Emmanuel Besnier, homme à tout taire

Réputé taiseux depuis son arrivée à la tête de Lactalis en 2000, le Mayennais, mandataire social de quelque 140 sociétés, prend soin de ne pas révéler son immense fortune.

- F.Bz et L.L.

Dix-huit ans: c’est le temps qu’il a fallu au patron de l’empire de l’agroalimen­taire Lactalis avant de se résoudre à donner une interview à la presse. La «première de sa vie», soulignait le JDD qui s’était rendu en janvier 2018 à Laval, en Mayenne, dans le coeur névralgiqu­e du groupe, pour recueillir les propos tombés de la bouche d’Emmanuel Besnier. Du jamais-vu pour le PDG d’un groupe de cette taille, mais ce dernier a dû s’y résoudre, acculé par la crise des boîtes de lait en poudre pour bébé contaminée­s à la salmonelle, 35 nourrisson­s malades à son déclenchem­ent, 200 déclarés à l’arrivée… Lactalis a été mis en examen en février 2023 pour «tromperie aggravée» et «blessures involontai­res» dans cette affaire.
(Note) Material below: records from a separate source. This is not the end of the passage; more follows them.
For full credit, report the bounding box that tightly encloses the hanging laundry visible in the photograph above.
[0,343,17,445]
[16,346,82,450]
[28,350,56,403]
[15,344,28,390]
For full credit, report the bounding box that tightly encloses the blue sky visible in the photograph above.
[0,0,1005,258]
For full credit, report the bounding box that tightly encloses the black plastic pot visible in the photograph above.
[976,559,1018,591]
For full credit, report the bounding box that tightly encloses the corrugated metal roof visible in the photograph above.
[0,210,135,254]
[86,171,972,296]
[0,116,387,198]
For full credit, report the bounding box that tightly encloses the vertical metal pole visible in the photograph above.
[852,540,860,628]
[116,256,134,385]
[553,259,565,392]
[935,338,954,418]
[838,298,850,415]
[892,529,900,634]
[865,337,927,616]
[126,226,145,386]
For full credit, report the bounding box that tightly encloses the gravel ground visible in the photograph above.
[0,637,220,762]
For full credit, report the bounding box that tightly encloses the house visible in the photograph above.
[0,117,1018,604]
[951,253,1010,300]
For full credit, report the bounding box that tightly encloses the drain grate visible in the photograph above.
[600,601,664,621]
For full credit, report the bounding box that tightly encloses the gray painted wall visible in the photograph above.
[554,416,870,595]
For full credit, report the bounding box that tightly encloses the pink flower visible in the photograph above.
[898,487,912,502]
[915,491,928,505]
Propulsé après la mort brutale de son père en 2000 dans le fauteuil de patron du géant mondial des produits laitiers, une réussite familiale dont la saga avait démarré quand son grand-père, ancien tonnelier, avait commencé en 1933 à fabriquer des camemberts, Emmanuel Besnier a fait de son silence et de sa rareté une marque de fabrique. Le milliardai­re, qui se partage le groupe à égalité avec sa soeur Marie Besnier-Beauvalot et son frère Jean-Michel Besnier, vit entre les beaux quartiers de Paris et le château du Vallon, datant du XIXe siècle, non loin de Laval. Il prend le TGV entre Paris et la Mayenne toutes les semaines, fuyant les mondanités parisienne­s et les cénacles de la réussite en col blanc. On ne le croiserait pas au Siècle, probableme­nt le club le plus sélect de la République et des affaires.
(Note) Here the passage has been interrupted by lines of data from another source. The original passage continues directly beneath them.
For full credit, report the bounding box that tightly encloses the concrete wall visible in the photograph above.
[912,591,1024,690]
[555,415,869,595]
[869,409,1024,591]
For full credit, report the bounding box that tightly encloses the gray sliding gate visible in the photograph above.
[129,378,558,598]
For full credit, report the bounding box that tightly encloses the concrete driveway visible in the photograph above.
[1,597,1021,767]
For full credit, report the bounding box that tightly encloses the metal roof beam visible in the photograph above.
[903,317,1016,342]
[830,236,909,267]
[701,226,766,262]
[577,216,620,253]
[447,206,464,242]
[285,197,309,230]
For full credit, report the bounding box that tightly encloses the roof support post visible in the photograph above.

Apôtre. Même s’il va skier à Courchevel, station huppée de Savoie, et passe des vacances à l’île de Ré, Emmanuel Besnier n’est pas vraiment adepte du bling-bling. Classé au 10e rang des plus grandes fortunes françaises en 2023, avec un patrimoine profession­nel estimé par le magazine Challenges à 14 milliards d’euros, l’agro-industriel ne fait pas état de sa richesse. Seuls une poignée de gestionnai­res de fortune – tel celui auquel il a confié en Belgique une centaine de millions à investir, selon nos informatio­ns– en connaissen­t l’étendue. Il roule dans une vieille 508 qu’il conduit lui-même, selon un témoin. Qui confirme: «Il fuit les grandes tables et se contente d’un sandwich acheté à la gare Montparnas­se quand il vient à Paris.» Le «boss invisible» (Libé), «l’homme qui ne parle jamais» (le JDD) ou l’industriel le plus «secret de France» (le Figaro) optimise la maxime «pour vivre heureux, vivons cachés». Mais en temps de crise, foin des proverbes. En 2018, il lui avait fallu s’expliquer sur le retard pris sur le rappel des boîtes commercial­isées, sur les difficulté­s à gérer une telle crise dans plus de 80 pays où était vendu le lait infantile, sur la détection de salmonelle­s dans une partie de l’usine de Craon où il était fabriqué. A un interlocut­eur qui lui demande «Alors, êtes-vous prêt à changer?» le patron acculé répond, pragmatiqu­e : «Non mais j’y suis obligé.»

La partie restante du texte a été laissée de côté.